Fear of heights and chance procedures determine Go Tell Aunt Rhodie, a solo performed on three ladders. The rustling of the extravagant costume by Anna Craycroft, inspired by Kikki Smith and the Renaissance painter, Pietro Longhi, accompanies the sound evocatively playing through speakers beneath the ladders.  It may be performed simultanously by more than one dancer.

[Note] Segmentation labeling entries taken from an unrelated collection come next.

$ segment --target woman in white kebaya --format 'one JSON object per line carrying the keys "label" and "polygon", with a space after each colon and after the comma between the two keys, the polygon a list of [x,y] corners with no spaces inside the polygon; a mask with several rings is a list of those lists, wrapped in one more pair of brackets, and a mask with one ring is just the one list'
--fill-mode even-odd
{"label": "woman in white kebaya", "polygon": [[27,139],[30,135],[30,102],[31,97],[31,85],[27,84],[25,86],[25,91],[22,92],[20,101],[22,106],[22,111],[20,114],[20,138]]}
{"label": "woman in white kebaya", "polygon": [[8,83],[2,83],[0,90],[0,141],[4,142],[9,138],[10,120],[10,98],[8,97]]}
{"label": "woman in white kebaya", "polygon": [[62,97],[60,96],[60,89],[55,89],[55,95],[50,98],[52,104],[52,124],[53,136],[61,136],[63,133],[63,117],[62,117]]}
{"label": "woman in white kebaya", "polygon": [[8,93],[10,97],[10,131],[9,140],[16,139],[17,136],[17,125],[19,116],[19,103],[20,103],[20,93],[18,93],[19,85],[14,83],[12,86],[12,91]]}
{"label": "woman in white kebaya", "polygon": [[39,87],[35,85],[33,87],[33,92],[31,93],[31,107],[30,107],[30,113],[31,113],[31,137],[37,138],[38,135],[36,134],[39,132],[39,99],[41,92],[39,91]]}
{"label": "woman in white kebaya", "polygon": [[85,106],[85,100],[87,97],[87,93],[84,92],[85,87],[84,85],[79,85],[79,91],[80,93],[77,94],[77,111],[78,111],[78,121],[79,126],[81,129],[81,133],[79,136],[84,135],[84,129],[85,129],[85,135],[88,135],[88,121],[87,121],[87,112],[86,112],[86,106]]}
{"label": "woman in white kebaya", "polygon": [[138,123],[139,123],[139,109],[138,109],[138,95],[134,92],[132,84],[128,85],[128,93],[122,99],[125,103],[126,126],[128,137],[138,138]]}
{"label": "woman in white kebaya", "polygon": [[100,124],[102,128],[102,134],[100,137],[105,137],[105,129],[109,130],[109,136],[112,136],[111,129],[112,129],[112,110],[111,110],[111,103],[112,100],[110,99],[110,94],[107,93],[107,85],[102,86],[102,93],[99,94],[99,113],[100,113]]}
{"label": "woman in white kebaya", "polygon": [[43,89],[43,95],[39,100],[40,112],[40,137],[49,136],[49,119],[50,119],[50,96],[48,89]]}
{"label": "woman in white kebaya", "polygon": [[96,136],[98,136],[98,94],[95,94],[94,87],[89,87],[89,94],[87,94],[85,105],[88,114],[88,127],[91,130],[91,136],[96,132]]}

Do You Wanta Dance resembles a free kissing booth for a one-on-one dance. Or, as many people as there are headsets and Ipods can dance simultaneously.  Elevators are wonderful places for this dance!

Drawing From the Body

Drawing from the Body is an evening of performance and interactive video and sound. The evening consists of Autopsy, a thirty minute performance with live video feed from two cameras, mixed by Molly Davies. Motley's performance occurs and is shot in one room while the changing video mix is largely displayed in another. The audience moves at will between the two rooms. Completing the program is Dressing, a three-monitor installation by Davies of a four minute, three synchronous tape work of Motley's dressing. Audience members are given cameras; the photographs they take, along with a mix of the performance video may be left in installation.

Stacy Spence

Concerning Performance for Museums, Galleries and Public Sites

John Cage wrote that for art to be contemporary it must be fluent with its environment. This means to me that it should not interfere with the real world that is happening around it, and what naturally occurs in the environment around it need not be stopped to accommodate the art.

The performances I make for out of theater sites are inspired by the architecture, art, and functions of each place. They use the space and  performance actions in mutually elucidating ways that give fresh perspectives on the site and the way people use them.

Critical State

My aesthetic tends toward the contemplative. I make situations where engagement with the work can be as slow and deep as the spectator wants it to be.  These body-based installation-performances consider the environment as a whole, the performance being one of many elements.

There are a few basic practical considerations:

Go Tell Aunt Rhodie

  • I respect the usual function of areas. Unless there is a publicized event occurring at a specific time, stairways are not blocked, resting benches are not occupied, thoroughfares are not impeded.
  • I emphasize the designed views of the art and the landscape.
  • I make viewers as comfortable as possible. A schedule of what they may discover is helpful. At the same time the element of surprise can be advantageous. To turn a corner in a museum and unexpectedly come upon the elegance of a gesture can be wonderfully arresting. Still, it is important to know how best to prepare visitors.